Readers will likely sympathise with a good deal of this. Certainly the need for research into the therapeutic potential of MDMA and other “love drugs” is real. And some possible uses of these drugs are bound to strike many readers as legitimate. Suppose, as seems likely, that some such drugs can help people overcome harmful love addictions, like detaching from abusive partners. This will strike many people as a good thing, whether or not such relationship “addictions” are labelled by authorities as a medical issue.
If I have an issue with Love Drugs, it is that Earp and Savulescu sometimes pass too quickly over the deeper ethical issues. It is likely, after all, that there is something to the intuition that therapy — i.e. fixing medical problems — is easier to justify than enhancement.
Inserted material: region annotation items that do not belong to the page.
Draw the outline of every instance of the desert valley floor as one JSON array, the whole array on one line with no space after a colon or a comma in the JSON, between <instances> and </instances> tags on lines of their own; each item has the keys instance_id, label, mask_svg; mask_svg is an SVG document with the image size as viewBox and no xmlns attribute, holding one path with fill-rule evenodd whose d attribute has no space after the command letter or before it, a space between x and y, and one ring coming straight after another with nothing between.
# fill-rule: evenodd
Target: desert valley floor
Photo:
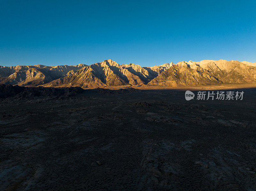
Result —
<instances>
[{"instance_id":1,"label":"desert valley floor","mask_svg":"<svg viewBox=\"0 0 256 191\"><path fill-rule=\"evenodd\" d=\"M243 90L2 99L0 190L256 190L256 89Z\"/></svg>"}]
</instances>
I am not claiming that the intuition is obviously correct, but the authors’ apparent dismissal of the possibility feels glib:
“[D]rugs are just chemicals. You can call them medicine if you want to, but chemicals don’t know if you have a disease […] [T]hey just do what they do, whether you intended them as a cure for a pathology or just believe they could improve your life.
We should be open to the idea that certain chemicals can increase people’s happiness or well-being, on balance and under the right conditions, without our first having to invent a disease for those chemicals to be addressing.”
The argument that drugs are just chemicals, and that they don’t know what they are doing, appears elsewhere in the book as well. But it is a highly odd argument. Obviously, since no one thinks the chemicals do know anything, the claim is standing in for some other argument. But just what is the argument?
The therapy-enhancement distinction is likely rooted at least partly in judgements about just how much, and what kinds of, control it is good for us to have. Here, too, Love Drugs feels a bit superficial. Contra Earp and Savulescu, being hesitant about the kind of control offered by chemical interventions does not necessarily imply that one altogether rejects all forms of control over one’s emotions:
“There can be great value, we suggest, in regarding love as something that is — at least to an extent — up to us. Something that requires choice, skill, and determination, not passivity and acquiescence. It is true that we cannot simply wave a magic wand to bring love in or out of existence (nor should we necessarily want to); but we can decide whether and how to intervene in the course of love, helping it to last or, where appropriate, expire.”
What the authors do not say here — though it needs to be said — is that all interventions are not necessarily equal; that there are many ways of trying to help love last or expire; and that since our feelings and desires are among the most crucial sources of information about who we really are and what we really want, deciding when it is “appropriate” that love do one or the other of these things might well be rendered far more difficult by the practice of using drugs to stimulate, suppress, or otherwise manipulate those feelings and desires. The choice between controlling our emotions with drugs and not trying to control them at all is a false dilemma.
Love Drugs, then, is far from the final word in what promises to be a lengthy and lively philosophical debate. But as an opening statement, and an informational primer to help bring us up to date on the intersection between the emotional and the pharmacological, it will serve quite nicely.